Maternal health outcomes in PFAS exposed dams include increased: (A) blood pressure (although it did not meet statistical significance) (p=0.052), (B) weight gain with gravid uterus weight correction (p=0.0125), (C) liver weight with BW correction (p=0.0066), and (D) left kidney weight with BW correction (p=0.0125). All graphs are plotted mean values with standard error bars. P-values were derived from an unpaired Welch’s t-test or a Kolmogorov-Smirnov unpaired t-test for parametric or nonparametric data, respectively. Sample size for each test: Control, n=10; PFAS-mix, n=11.

Figure 3:

(A) Representative images of maternal kidney histopathology results under light microscopy. Kidney from a PFAS-mixture exposed dam shows mild cases of nephropathy as compared to control. Arrows designate basophilic tubules. (B) Livers in exposed dams showed minimal changes in cytoplasmic vacuolation (arrow) change at low incidence.

Figure 4.

(A) Fetoplacental outcomes measured at necropsy (GD 25). All measurements are displayed as mean of means (standard deviation) and were analyzed via nested t-test, and no measures were significant (p>0.05). (B,C) Mixed models showing beta estimates and 95% confidence intervals for fixed effects of PFAS mixture exposure, kit sex, litter size, and the interaction effect of PFAS mixture treatment and kit sex on PW and BW:PW ratio. All beta estimates and 95% CI were determined using the Wald method and are centered around the control group, represented by the vertical line at zero (*p<0.05, **p<0.01, ***p<0.001). All p-values are listed to the right of each comparison. (D) Interaction plot demonstrating the interaction effect of PFAS mixture exposure and kit sex on kit BW:PW ratio. Abbreviations: RES, resorptions; BW, body weight; CRL, crown-rump length; BrW, brain weight; PW, placenta weight.

Figure 5.

(A) Incidence of dams with the presence of at least one abnormal placenta is displayed as percent of total dam number. (B) Incidence of kits with normal and abnormal placentas stratified by sex. Incidence was analyzed via contingency table and Fisher’s exact test, significant p-values are recorded on each comparison. (C) Representative photos of placenta morphology.
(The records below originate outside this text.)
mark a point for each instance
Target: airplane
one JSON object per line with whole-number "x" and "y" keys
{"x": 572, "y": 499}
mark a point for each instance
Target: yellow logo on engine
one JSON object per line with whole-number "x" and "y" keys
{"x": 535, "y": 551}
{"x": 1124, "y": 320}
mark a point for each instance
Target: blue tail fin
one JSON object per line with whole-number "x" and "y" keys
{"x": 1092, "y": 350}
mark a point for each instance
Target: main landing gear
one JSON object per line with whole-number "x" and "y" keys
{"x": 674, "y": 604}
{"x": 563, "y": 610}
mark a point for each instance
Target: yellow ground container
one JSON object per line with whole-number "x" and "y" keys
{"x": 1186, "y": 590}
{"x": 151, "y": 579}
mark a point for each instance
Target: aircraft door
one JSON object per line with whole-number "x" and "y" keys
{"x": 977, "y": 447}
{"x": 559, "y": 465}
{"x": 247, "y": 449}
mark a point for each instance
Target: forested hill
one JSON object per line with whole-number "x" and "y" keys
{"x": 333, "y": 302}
Normal placentas are discoid and lobes are equivalent sizes and fully intact, whereas abnormal placenta morphology was noted when lobes were disconnected or uneven sizes.

Figure 6.

Placental RNA sequencing gene expression results visualized as an MA plot. Log10 transformed base mean expression of all genes is plotted on the x-axis, and the log2 fold change is plotted on the y-axis. Genes that were found to be significantly differentially expressed were labelled with gene names.